AI artist Botto has just made over a million dollars for NFTs of its work.
Botto, which works in collaboration with a human community, hit the million dollar mark within five weeks of putting a batch of NFT-backed artwork up for auction, Euronews reported.
The haul elevates the AI artist into a small-but-growing cohort of synthetic creators, and the designer behind Botto, German artist Mario Klingemann, told Euronews that he believes Botto’s practice could eventually extend to books and music.
It could foretell a new way to create, with humans and AI working together.
A human and AI artist collaboration: Botto’s practice could signal a new way for humans and AI to work together. While Botto’s a bit of a dork — Euronew cites its favorite artist as Leonardo da Vinci, which, like, come on — it does have a unique advantage for itself: it can learn about art history really fast, as New Atlas’ Loz Blain pointed out.
Botto, which works in collaboration with a human community, hit the million dollar mark within five weeks of putting a batch of NFT-backed artwork up for auction.
The AI artist uses that capability to bolster its practice, which begins with words.
“Botto creates a sentence, feeds that into a neuro network and gets an image back,” Klingemann told Euronews. “And that neuro network has seen more art, more images, than any single human being around.”
Botto shows 350 works a week to its community, who have all bought in to the AI artist’s cryptocurrency, BOTTO; every week, one work is minted as an NFT. The community then votes on their favorites, and this is feedback that Botto incorporates into future works.
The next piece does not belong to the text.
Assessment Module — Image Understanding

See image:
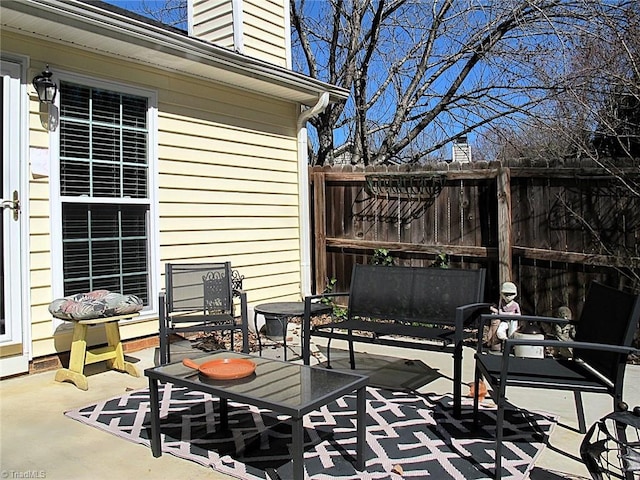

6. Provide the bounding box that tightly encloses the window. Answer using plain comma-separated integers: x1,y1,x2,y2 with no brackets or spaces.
57,81,152,304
“All the votes from the community go back to the artificial intelligence which tries to develop a sense of taste,” Klingemann said. “So it looks at the fragments it creates and then tries to determine whether the audience will like this or will they hate it.”
That feedback continually alters Botto’s artistic approach.
Rise of the robotic artists: Botto isn’t the first AI artist to make a splash in the art world; in fact, there’s a surprisingly rich history of computer sciences and the arts intermingling.
Famed Victorian mathematician Ada Lovelace first thought of taking computers beyond mathematics at a time when they were only the “Analytical Engine” was thought of essentially as a Tim Taylor-souped up abacus. Her vision, which she dubbed “poetical science” — fitting for the daughter of Lord Byron! — was seen as a revolutionary approach, a horizon-expanding moment.
Per AIArtists.org, painter Harold Cohen began collaborating with a computer program called AARON in 1976, perhaps the first instance of what we would consider an AI artist. (If that timeline surprises you, consider that many of the machine learning algorithms we use today were dreamed up in the 1950s; we just needed the horsepower.) Closer to the present, the Painting Fool, which creates collages based on keywords it plucks from news articles and painted portraits of Parisian art patrons, debuted in 2013.
More recently, robotic artists have become the toast of the tech and art world; Sophia and Ai-Da command media attention and price tags in the millions. And their economic impact seems to be growing along with the NFT market.
A creative future: Botto could come to represent a new way for humans and AI to work together, sort of a “living” paintbrush or collage. “How will we be able to make a living if machines take over our creative jobs?” Klingemann asks in a press release; Botto is his answer.
It’s an approach that could catch on beyond the NFT and AI communities. The AI artist is also showing in a more traditional format: Art Basel Miami, the place to see and be seen in American art.